Pride, they say comes before downfall and greed is the machine that pushes one into the factory of regrets and helplessness. This I learnt from my experience in Bus 2.

All in all, I had fun.

Mariere Madness...





‘I wan confess oh! I wan confess oh!’

This was the exact echo that woke almost half of Mariere’s inhabitants this fateful morning. For those of you who might not know where or what Mariere is, it is arguably the most sort after male hostel in the University of Lagos. Not only because it is known as the Scholars’ Hall (some may say it is living on ‘past glories’), but also because it is relatively conducive and peaceful compared to the other hostels (no disrespect).


By morning, I mean 2am. You can imagine the gravity of this outburst at this time of the day. Well, because this was an unusual occurrence in Mariere, we (at least those who woke up), ventured to find out what the problem was. Tracing the particular room from which the noise emanated was far from being easy. At last, we got to the room! One of the rooms on the 3rd Floor!


Upon getting to this room, we met a heavily sweat-drenched guy on the floor. ‘What is the matter?’- most people asked him. ‘I wan confess oh’ – he continued. An already frustrated fellow from the back of the crown then let out his fury, saying- ‘confess now or never’.
Instantaneously, the most ridiculously and unimaginable answer i have ever heard followed. ‘I dey Hungry!’ Yes. That was the confession ‘our guy’ wanted to make.

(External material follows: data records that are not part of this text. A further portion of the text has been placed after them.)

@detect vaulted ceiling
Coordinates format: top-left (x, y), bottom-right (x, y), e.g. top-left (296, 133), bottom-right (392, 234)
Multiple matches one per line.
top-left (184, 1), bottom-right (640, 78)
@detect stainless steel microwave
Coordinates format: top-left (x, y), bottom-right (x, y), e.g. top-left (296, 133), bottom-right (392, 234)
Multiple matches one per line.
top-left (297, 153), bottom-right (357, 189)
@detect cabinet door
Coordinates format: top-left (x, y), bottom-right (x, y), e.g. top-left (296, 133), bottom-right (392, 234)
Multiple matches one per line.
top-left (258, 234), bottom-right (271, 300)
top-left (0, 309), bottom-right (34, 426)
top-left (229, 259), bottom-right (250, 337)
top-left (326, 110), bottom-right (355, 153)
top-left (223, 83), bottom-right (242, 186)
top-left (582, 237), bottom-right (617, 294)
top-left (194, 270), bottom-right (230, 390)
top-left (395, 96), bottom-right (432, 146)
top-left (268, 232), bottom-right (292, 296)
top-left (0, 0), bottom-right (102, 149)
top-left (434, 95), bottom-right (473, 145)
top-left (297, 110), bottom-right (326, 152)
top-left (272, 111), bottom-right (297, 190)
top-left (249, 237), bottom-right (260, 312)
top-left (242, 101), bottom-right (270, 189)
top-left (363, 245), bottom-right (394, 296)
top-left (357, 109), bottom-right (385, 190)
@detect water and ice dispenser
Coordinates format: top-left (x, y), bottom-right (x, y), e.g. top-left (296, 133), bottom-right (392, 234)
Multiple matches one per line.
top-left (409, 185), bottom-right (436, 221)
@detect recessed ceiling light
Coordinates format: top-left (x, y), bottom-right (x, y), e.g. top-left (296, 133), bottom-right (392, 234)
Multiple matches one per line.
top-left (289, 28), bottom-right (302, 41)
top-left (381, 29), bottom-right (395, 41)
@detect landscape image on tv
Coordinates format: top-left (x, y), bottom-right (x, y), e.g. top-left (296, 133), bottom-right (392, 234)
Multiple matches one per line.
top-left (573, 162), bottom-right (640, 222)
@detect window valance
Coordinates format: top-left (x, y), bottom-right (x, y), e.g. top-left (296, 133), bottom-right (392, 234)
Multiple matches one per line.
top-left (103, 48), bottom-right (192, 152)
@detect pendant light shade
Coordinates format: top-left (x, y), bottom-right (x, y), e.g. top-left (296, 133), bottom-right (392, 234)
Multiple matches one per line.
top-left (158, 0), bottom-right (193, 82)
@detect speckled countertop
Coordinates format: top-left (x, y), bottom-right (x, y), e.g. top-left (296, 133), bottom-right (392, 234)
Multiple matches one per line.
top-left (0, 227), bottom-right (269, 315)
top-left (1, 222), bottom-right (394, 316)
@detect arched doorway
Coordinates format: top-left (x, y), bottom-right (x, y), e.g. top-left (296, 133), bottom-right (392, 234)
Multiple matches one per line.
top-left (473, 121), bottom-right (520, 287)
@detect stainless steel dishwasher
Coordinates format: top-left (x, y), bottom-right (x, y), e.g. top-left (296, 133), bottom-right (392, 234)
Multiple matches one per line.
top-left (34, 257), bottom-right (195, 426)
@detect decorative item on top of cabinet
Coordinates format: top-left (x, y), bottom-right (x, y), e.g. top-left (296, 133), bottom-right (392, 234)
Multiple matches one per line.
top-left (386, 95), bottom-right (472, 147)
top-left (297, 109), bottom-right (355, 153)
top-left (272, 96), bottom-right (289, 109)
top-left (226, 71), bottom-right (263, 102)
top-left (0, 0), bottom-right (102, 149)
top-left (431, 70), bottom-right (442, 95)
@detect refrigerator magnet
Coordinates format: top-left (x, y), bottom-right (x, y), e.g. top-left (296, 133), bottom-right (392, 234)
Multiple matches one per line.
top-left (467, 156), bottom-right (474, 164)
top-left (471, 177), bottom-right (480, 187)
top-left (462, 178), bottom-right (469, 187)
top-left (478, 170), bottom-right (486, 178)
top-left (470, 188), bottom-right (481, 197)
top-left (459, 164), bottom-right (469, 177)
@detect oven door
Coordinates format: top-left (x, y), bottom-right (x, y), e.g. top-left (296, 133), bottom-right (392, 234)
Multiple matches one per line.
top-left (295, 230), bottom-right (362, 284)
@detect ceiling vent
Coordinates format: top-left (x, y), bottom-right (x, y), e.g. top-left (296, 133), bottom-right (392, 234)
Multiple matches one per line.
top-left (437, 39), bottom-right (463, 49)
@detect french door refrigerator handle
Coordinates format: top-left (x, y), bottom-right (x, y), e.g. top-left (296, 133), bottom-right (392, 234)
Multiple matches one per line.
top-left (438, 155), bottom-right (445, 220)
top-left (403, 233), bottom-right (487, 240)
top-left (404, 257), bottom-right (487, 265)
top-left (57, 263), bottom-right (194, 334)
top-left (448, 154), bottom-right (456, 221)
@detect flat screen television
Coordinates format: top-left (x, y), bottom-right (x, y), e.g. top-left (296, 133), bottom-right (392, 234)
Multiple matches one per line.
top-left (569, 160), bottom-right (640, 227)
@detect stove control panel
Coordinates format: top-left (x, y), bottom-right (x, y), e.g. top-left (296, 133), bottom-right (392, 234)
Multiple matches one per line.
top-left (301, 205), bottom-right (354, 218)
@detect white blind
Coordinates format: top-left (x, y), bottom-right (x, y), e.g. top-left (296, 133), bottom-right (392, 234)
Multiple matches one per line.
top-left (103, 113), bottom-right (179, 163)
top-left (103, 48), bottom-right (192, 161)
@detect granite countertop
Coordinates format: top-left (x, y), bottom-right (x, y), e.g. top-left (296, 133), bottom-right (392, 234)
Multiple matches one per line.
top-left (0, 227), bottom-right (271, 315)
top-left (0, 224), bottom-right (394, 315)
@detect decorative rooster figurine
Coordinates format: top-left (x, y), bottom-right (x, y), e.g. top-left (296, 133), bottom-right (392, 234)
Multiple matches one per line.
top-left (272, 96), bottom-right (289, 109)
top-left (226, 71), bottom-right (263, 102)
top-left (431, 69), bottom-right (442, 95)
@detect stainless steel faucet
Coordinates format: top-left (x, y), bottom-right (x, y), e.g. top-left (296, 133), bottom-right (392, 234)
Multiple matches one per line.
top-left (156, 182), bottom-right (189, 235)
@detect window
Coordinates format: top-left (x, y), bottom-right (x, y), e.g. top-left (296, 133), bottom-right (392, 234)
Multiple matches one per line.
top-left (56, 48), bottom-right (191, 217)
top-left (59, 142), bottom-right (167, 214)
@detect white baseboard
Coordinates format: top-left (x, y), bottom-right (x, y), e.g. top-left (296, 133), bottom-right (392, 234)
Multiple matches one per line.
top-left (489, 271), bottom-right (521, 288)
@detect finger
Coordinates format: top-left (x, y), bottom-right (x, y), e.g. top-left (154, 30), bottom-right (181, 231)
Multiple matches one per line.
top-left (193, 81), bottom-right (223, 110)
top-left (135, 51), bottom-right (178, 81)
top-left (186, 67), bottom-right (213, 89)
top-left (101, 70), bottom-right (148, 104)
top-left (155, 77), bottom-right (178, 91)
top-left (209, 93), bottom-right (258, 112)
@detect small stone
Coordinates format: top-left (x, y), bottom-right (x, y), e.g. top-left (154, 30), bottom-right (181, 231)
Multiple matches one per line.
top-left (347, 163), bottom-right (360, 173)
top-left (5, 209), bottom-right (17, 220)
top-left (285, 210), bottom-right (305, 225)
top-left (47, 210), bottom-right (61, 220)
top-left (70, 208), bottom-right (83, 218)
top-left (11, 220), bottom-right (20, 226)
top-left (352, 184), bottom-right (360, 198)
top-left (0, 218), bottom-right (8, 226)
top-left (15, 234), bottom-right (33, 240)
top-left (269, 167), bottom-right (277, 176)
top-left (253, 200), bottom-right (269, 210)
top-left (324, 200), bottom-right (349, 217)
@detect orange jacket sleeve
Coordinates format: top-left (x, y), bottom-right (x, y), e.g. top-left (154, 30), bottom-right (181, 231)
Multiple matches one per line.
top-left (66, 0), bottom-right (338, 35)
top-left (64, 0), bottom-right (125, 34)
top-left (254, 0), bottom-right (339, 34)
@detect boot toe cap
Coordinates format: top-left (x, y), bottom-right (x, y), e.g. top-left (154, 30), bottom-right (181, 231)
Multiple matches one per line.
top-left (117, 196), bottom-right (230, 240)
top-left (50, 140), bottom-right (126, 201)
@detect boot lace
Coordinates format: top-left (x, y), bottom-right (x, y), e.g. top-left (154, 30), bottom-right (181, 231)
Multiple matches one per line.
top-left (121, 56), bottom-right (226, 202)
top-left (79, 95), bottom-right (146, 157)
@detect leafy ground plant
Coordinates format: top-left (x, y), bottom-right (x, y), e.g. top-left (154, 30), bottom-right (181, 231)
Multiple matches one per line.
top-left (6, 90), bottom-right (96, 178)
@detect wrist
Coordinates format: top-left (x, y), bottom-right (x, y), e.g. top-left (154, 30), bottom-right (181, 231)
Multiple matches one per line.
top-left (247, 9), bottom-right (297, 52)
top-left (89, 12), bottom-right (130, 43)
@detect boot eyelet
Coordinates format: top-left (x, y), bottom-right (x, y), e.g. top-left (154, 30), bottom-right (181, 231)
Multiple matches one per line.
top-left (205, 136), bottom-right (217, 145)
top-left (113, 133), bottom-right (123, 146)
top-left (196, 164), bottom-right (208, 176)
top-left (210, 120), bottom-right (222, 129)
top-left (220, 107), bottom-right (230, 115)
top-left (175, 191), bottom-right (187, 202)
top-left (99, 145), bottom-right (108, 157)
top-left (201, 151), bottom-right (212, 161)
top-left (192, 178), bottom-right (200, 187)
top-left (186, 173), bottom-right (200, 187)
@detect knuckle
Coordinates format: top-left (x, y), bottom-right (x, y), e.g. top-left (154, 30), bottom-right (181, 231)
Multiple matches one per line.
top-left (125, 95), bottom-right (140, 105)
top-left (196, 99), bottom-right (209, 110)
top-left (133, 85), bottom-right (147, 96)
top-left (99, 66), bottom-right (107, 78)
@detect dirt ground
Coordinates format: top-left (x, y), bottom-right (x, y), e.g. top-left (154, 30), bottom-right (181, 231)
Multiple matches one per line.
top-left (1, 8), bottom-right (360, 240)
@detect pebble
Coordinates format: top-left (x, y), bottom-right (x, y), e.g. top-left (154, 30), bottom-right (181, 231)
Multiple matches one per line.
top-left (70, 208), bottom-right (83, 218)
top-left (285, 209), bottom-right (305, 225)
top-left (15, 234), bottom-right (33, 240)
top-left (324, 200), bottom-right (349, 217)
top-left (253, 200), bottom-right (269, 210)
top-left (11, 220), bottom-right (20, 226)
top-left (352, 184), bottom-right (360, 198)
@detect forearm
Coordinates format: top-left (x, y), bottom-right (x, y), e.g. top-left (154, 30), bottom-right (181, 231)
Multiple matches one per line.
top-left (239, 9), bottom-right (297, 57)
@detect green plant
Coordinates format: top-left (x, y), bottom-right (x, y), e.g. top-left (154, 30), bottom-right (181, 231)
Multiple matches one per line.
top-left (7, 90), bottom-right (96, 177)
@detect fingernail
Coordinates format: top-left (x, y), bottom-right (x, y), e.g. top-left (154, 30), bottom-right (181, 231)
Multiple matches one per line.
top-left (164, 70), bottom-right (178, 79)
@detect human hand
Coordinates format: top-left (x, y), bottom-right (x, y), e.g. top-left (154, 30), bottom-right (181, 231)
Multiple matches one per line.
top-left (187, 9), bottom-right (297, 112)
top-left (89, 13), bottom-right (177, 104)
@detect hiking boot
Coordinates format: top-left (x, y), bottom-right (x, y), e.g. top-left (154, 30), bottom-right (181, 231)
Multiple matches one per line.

Right there and then, if i were to choose between letting this guy go without a scratch on his skin and jumping into the Lagoon from the 3rd Main Land Bridge, i would gladly have chosen the latter option. As a matter of fact, my palm was some split seconds away from stamping his fairly-toned cheek when he screamed, ‘April Fool, April Fool!’


At that moment, it dawned on all of us present in that room that it was 1st of April! Oh My God! How come not even one of us thought of that? HE outsmarted us. Plain and Simple!